Diese bei Philotas zum Ausdruck gelangende Überidentifikation mit der Nation, die sich spätestens mit der NSU im heutigen Deutschland wieder als präsent und verbreitet herauskristallisiert habe, entlarve Lessing, Kermani zufolge, als Kennzeichen von Inhumanität, weil der Mensch darin zum Werkzeug einer Sache stilisiert werde und weil diese Art von Patriotismus der Egalität des demokratischen aufklärerischen Gedankens entgegenstehe.

Statt der Suche nach Versöhnung und Ausgleich bleibe der konstruierte Andere beständig und genuin Feind. Ihn gelte es mit allen Mitteln auszurotten, auch um den Preis des eigenen Lebensverlustes.

Lessing steht für Kermani für eine ganze Generation bedeutender deutscher Dichter und Literaten, die sich einerseits bereits in einer Epoche pränationaler Kleinstaaterei offen und unbefangen zu ihrem Deutschtum bekannten, sich andererseits jedoch gegen den ausschließenden Patriotismus der Deutschnationalen wandten.
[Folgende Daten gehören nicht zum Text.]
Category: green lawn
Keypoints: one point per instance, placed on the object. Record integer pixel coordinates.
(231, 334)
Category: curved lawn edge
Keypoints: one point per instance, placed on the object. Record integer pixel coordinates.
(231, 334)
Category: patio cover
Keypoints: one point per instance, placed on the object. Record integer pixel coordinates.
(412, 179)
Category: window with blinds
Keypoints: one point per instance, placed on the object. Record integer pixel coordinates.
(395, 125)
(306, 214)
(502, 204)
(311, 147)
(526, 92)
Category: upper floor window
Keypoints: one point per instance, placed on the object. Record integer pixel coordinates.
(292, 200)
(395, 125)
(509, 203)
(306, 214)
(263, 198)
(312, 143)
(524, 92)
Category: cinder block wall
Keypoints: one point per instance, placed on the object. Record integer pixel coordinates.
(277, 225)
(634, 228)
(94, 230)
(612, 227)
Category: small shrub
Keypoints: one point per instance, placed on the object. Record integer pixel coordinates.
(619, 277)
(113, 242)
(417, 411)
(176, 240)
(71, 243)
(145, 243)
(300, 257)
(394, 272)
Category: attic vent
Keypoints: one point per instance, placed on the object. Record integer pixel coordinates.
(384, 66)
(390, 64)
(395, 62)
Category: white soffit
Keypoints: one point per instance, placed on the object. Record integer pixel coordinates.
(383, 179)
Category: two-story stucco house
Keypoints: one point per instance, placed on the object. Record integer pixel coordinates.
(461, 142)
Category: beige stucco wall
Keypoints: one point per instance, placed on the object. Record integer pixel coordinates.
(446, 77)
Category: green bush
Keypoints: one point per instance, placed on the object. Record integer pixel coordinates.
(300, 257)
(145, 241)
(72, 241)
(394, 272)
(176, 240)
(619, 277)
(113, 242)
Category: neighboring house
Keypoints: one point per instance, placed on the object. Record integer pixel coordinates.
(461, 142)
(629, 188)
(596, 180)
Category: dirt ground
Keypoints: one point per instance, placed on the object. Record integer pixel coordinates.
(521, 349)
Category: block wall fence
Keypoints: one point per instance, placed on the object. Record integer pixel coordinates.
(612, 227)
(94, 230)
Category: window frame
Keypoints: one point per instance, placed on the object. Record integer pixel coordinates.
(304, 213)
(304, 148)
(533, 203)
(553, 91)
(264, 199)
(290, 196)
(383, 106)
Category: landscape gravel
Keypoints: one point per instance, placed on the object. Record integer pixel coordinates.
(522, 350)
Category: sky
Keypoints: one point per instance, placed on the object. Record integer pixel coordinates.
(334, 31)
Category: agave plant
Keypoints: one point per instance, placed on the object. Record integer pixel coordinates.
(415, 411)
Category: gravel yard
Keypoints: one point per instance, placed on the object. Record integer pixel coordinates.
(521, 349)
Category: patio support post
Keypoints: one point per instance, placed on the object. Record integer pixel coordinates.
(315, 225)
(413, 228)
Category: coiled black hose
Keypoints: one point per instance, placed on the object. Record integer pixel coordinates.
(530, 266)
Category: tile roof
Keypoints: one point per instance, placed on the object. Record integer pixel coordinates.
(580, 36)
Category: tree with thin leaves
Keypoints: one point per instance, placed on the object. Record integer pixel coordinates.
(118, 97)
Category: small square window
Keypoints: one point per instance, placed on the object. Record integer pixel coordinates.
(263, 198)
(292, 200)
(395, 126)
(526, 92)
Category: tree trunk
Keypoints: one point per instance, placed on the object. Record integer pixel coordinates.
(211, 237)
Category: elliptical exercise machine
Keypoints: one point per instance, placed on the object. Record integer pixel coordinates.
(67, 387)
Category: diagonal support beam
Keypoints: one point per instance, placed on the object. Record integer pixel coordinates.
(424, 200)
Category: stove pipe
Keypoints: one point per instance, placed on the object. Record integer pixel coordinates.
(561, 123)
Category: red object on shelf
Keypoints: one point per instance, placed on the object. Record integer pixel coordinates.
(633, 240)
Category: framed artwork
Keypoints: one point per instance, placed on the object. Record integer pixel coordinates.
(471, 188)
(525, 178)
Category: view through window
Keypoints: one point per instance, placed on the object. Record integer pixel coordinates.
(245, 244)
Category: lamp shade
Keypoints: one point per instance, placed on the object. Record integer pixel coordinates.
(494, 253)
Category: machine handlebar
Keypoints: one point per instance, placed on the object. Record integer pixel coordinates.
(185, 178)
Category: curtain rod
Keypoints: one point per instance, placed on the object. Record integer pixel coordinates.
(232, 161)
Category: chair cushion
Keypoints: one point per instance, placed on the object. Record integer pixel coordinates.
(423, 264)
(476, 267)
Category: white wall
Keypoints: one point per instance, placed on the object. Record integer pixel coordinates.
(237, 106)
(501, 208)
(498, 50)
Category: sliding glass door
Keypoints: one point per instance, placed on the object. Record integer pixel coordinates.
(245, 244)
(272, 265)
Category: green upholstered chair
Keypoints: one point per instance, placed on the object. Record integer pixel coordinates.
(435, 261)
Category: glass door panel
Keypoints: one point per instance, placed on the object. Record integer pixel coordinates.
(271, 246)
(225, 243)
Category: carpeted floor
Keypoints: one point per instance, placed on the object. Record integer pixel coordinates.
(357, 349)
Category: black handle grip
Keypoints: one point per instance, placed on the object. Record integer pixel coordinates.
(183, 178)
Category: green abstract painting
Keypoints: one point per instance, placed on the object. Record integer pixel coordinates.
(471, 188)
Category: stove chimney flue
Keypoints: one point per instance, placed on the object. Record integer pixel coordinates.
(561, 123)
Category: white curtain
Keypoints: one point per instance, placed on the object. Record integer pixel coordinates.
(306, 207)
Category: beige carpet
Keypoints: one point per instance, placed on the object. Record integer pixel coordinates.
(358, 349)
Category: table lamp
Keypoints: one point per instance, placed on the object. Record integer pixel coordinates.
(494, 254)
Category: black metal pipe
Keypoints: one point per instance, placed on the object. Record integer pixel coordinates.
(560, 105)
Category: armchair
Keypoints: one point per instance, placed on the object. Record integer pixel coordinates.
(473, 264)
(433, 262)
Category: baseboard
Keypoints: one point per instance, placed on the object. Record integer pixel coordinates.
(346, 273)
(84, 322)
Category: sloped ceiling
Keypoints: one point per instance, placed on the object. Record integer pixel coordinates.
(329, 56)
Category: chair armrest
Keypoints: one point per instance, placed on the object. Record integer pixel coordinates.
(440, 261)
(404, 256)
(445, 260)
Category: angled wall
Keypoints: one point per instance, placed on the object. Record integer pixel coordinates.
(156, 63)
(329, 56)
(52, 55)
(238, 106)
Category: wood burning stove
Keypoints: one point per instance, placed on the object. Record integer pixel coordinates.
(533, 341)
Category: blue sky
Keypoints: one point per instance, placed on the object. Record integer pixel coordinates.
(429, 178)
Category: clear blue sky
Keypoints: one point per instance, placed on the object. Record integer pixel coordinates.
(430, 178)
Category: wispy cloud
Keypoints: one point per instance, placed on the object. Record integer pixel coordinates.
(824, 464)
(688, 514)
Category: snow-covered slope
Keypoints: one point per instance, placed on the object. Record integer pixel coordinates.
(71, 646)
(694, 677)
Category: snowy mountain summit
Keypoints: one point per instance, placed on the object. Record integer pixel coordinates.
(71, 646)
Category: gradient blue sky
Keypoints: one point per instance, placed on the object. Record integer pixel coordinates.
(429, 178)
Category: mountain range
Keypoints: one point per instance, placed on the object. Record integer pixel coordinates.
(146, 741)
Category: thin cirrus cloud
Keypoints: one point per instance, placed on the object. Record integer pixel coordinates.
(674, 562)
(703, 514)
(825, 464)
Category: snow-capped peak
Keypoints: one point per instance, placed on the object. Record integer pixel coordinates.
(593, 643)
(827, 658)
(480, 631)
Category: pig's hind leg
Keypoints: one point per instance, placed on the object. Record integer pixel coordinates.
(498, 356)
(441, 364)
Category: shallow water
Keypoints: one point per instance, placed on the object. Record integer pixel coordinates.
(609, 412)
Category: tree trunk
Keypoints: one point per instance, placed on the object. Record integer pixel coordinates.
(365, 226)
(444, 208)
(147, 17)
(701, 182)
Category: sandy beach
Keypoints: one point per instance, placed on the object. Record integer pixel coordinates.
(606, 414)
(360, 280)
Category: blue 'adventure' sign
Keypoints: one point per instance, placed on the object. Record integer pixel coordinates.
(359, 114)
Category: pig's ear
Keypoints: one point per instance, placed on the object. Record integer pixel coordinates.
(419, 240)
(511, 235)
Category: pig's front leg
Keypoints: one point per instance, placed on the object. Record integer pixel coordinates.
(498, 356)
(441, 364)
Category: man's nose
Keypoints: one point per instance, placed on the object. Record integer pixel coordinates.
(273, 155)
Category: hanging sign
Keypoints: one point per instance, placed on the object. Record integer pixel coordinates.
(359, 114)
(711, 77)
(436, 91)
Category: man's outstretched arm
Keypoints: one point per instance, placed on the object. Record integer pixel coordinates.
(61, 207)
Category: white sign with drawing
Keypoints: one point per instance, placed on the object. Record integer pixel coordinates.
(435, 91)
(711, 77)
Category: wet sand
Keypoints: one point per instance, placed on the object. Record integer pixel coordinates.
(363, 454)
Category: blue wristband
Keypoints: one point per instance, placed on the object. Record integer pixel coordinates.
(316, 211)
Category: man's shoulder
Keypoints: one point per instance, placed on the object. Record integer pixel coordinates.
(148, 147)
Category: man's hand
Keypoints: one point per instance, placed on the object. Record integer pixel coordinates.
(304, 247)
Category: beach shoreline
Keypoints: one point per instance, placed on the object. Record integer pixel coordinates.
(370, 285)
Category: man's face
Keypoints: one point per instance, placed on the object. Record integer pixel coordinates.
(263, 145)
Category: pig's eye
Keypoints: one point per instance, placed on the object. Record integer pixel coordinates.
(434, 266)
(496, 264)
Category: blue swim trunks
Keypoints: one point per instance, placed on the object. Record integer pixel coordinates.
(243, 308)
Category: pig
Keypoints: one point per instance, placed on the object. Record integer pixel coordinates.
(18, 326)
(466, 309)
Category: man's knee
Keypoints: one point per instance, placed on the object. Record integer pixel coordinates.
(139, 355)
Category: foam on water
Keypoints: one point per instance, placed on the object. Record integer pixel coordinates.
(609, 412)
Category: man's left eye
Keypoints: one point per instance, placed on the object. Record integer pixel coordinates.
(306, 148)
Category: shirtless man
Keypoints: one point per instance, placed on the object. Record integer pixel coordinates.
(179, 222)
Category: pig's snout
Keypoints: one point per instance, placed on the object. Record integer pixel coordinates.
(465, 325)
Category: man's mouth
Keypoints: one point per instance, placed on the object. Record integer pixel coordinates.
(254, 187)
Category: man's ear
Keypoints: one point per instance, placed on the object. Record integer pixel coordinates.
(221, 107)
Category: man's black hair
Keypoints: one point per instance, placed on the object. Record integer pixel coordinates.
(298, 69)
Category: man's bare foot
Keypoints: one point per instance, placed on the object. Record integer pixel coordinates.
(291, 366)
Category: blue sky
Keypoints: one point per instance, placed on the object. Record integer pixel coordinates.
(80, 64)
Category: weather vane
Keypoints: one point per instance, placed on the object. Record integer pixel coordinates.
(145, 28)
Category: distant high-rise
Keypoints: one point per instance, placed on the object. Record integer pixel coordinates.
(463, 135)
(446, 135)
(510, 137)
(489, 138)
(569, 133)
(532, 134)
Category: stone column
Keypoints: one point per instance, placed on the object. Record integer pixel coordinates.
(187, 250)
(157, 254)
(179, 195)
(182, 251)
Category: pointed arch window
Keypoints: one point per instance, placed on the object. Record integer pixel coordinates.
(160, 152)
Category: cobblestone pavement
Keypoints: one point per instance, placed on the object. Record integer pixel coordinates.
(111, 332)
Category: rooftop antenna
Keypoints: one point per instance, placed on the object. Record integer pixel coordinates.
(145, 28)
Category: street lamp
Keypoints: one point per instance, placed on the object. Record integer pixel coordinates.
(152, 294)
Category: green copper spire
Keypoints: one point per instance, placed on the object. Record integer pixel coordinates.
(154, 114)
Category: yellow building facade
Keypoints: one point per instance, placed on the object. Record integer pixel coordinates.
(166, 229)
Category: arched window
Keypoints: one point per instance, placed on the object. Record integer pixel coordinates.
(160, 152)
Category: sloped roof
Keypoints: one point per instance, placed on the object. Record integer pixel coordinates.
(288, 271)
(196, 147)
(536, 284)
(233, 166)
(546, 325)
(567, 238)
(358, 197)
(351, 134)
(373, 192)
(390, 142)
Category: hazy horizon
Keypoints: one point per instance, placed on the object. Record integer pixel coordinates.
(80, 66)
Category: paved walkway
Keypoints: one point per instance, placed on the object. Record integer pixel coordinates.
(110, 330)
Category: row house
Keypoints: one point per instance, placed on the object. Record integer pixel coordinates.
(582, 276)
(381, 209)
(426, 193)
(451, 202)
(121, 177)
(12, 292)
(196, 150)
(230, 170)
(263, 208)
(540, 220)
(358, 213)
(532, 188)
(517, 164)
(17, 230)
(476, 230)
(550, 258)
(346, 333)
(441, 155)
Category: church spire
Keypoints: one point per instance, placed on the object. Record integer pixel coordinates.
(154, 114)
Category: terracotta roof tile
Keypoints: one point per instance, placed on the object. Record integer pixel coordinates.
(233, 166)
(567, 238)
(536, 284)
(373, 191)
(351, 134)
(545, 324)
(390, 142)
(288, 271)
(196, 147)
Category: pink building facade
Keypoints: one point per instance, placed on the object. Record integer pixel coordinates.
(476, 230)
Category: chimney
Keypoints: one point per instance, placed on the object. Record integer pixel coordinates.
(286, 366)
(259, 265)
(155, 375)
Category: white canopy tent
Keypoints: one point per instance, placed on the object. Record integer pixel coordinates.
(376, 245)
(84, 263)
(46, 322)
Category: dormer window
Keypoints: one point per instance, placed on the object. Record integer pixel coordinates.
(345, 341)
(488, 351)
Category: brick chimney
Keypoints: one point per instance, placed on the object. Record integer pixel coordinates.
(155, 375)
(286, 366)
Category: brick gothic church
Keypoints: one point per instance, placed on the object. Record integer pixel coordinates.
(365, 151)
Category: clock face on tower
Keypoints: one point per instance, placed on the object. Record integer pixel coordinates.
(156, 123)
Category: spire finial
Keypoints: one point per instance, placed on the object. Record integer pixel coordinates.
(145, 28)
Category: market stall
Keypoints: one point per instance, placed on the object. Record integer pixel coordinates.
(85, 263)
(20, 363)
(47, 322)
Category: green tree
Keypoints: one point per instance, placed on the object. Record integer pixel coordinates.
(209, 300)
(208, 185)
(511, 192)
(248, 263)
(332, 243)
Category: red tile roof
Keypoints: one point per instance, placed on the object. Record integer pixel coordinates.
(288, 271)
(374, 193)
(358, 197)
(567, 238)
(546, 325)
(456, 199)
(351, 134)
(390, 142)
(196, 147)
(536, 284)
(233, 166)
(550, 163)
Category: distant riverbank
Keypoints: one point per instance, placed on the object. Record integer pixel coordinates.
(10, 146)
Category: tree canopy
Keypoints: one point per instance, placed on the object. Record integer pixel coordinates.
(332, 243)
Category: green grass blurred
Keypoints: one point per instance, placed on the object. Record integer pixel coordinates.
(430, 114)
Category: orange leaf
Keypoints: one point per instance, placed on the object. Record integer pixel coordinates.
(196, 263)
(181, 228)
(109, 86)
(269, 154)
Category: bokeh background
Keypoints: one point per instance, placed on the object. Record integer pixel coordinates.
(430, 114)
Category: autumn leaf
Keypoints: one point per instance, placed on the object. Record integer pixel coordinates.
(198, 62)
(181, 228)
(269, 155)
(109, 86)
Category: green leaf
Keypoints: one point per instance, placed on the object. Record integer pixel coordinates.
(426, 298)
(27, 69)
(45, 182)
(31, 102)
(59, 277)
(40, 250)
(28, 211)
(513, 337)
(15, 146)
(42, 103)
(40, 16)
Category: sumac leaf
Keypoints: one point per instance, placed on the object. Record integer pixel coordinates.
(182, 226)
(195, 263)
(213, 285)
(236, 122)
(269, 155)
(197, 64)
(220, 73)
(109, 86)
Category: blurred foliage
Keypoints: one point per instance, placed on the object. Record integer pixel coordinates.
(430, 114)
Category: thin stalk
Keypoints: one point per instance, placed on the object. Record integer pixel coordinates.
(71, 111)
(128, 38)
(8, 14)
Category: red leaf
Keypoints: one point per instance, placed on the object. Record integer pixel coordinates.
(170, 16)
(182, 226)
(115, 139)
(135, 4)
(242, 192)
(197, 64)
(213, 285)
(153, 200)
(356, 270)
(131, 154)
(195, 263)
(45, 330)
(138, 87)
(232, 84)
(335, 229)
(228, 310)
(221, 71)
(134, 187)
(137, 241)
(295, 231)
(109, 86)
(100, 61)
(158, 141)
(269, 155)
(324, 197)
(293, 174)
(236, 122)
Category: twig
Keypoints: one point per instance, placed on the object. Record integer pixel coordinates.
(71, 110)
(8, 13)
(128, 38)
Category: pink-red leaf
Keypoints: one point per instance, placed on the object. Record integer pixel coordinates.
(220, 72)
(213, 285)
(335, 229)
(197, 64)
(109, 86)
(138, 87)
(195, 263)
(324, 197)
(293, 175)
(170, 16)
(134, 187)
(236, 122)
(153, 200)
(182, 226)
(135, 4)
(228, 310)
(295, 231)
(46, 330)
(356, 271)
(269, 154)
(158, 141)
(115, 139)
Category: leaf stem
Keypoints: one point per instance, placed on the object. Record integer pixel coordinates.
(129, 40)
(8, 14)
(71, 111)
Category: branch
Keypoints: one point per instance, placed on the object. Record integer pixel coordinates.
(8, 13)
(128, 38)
Jener gestehe nur einem konstruierten Eigenen die Zugehörigkeit zu diesem „Deutschland“ zu, nehme jedoch den tatsächlichen oder vermeintlichen Anderen - sei er Jude, Muslim oder Angehöriger einer ethnischen Minorität -  nicht nur davon aus, sondern unterstelle ihm zugleich, dieses „Deutschland“ zerstören zu beabsichtigen.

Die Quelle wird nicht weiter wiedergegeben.